For the second starting point you get:

[-0.8 -0.1]
[-1.01262867 -0.06737605]
[-0.96586428 -0.0665185 ]
[-0.96353139 -0.06643953]
[-0.96352546 -0.06643926]
[-0.96352546 -0.06643926]
Root:  [-0.96352546 -0.06643926]

Answer 2

Rewrite your system as follow:

import numpy as np
from scipy import optimize
import matplotlib.pyplot as plt

def system(x):
    return np.array([
        x[0]*x[0] + 2*x[1]*x[1] + np.sin(2*x[0]),
        x[0]*x[0] + np.cos(x[0] + 5*x[1]) - 1.2
    ])

Create some room to plot contour around minima:

xlin = np.linspace(-2, 2, 200)
ylin = np.linspace(-2, 2, 200)
X, Y = np.meshgrid(xlin, ylin)
Z = system([X, Y])

Solve the system around potential solution you have identified:

solutions = np.array([
    optimize.fsolve(system, x0=[0, 0]),
    optimize.fsolve(system, x0=[-1, 0]),
    optimize.fsolve(system, x0=[-1, 0.5])
])

# array([[ 0.        ,  0.        ],
#       [-0.96352546, -0.06643926],
#       [-0.84056293,  0.37906057]])

Confirm returned points actually are solutions:

system(solutions.T).T

# array([[ 0.00000000e+00, -2.00000000e-01],   # Not converged
#       [ 8.88178420e-16,  6.66133815e-16],
#       [-2.22044605e-15, -4.88498131e-15]])

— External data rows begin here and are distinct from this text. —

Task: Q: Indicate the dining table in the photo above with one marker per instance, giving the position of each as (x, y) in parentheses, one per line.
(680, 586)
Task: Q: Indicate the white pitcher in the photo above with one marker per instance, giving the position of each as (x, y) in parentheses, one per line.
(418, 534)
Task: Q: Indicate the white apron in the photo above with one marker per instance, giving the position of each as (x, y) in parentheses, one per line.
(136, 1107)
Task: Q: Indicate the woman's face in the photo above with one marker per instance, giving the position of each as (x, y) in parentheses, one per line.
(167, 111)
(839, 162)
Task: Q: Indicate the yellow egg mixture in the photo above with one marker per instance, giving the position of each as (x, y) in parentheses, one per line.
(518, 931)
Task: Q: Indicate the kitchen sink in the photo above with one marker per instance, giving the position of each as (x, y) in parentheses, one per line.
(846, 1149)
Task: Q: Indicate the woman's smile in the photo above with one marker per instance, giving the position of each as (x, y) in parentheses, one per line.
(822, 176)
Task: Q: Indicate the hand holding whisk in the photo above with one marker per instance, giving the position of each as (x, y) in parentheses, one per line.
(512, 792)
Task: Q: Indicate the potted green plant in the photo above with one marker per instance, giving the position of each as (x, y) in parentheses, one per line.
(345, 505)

Plot the whole thing to confirm solutions:

fig, axe = plt.subplots()
axe.contour(X, Y, np.log10(np.sqrt(Z[0]**2 + Z[1]**2)), 30, cmap="jet")
axe.plot(*solutions.T, linestyle="none", marker="o")
axe.grid()

The first point (0,0) is not a solution, solver fails:

optimize.fsolve(system, x0=[0, 0], full_output=True)
# (array([0., 0.]),
# {'nfev': 15,
#  'fjac': array([[-1.00000000e+00, -2.54340978e-08],
#         [ 2.54340978e-08, -1.00000000e+00]]),
#  'r': array([-3.12495738e+12,  2.10079410e+06, -5.44853621e-02]),
#  'qtf': array([5.08681955e-09, 2.00000000e-01]),
#  'fvec': array([ 0. , -0.2])},
# 5,
# 'The iteration is not making good progress, as measured by the improvement from the last ten iterations.')

Based on documentation:

The solution (or the result of the last iteration for an unsuccessful call).

Based on those information, you can confirm your code did find one of the two roots of your system over the domains, the additional critical point at (0,0) is not solution.